Giving AI Hands: How KDP Makes Infrastructure Agent-Ready

Giving AI Hands — an AI agent calling an MCP server that fronts the three layers of the Kubermatic Developer Platform

April 21, 2026

Platform engineering has a growing problem: AI agents that can explain your infrastructure but can’t operate on it. The bottleneck isn’t the model. It’s that most internal platforms were designed around humans clicking buttons, not around tools calling APIs. This post walks through how we approached that with the Kubermatic Developer Platform (KDP), and what we learned when we put MCP and Skills on top of it.

Infrastructure at Most Companies Today

If you’ve worked at any company with more than a few teams, you already know what infrastructure management looks like in practice. It’s a dozen or even hundreds of systems scattered throughout the company.

Team A has a Terraform module in a Git repo. Team B uses a self-service portal for namespaces but files Jira tickets for databases. Team C just asks in Slack and hopes someone on the platform team sees it. There’s a Redis instance in staging that nobody is sure who owns. The “documentation” is a Confluence page from 2022 that links to a CLI tool that was deprecated last year.

Teams tangled across Terraform, Jira, Slack, consoles, and a deprecated CLI — no single source of truth

This happens when every team solves their immediate needs with whatever they have. Over a couple years you end up with a patchwork of provisioning methods, access patterns, and knowledge that only lives in people’s heads.

And this is exactly why AI can’t help with infrastructure today at most companies. You can’t point an AI agent at this mess and expect it to figure out which Terraform module to run, which Slack channel to ask in, or which wiki page is still accurate. There’s no unified interface.

This is where KDP fits in. A unified platform creates the API surface that makes AI-assisted infrastructure management possible. One catalog to discover services. One API to provision them.

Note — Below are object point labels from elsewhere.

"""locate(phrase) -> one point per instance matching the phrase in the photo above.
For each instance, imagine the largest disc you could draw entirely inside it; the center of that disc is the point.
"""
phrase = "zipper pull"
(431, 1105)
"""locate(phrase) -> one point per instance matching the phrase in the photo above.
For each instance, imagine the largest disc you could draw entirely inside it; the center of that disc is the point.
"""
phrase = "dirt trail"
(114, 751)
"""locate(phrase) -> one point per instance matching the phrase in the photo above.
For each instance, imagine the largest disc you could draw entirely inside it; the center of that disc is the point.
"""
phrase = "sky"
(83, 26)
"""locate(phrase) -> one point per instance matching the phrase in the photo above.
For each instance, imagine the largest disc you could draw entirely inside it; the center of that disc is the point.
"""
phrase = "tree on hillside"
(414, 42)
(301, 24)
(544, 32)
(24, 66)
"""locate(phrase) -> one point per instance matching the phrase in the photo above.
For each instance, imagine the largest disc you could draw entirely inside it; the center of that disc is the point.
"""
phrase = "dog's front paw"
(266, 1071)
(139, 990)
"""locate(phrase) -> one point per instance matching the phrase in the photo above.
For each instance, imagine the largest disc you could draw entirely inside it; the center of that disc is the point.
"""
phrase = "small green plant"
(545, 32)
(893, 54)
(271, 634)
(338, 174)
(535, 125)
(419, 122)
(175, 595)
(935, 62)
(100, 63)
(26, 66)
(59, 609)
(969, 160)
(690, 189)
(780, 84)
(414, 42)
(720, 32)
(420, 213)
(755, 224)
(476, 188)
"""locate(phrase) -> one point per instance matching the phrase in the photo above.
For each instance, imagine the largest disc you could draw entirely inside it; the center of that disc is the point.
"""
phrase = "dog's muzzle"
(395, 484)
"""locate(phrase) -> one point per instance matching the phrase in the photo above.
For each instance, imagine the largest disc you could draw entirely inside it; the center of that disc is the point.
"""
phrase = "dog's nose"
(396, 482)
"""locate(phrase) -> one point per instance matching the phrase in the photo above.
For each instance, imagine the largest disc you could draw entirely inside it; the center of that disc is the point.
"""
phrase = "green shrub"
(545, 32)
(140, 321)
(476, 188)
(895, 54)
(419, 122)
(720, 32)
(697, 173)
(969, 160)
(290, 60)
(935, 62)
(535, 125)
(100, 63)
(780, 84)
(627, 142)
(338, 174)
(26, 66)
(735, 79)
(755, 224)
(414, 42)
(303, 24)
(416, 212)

One interface to check status and get credentials. When everything goes through the same surface, an AI agent with access to it can start being useful.

MCP and Skills — Giving AI Hands

Most AI assistants are stuck in a loop where they can tell you about how to run your infrastructure but can’t actually touch it. You ask “what databases do we have running?” and get a generic answer about how to use kubectl get. Not really helpful.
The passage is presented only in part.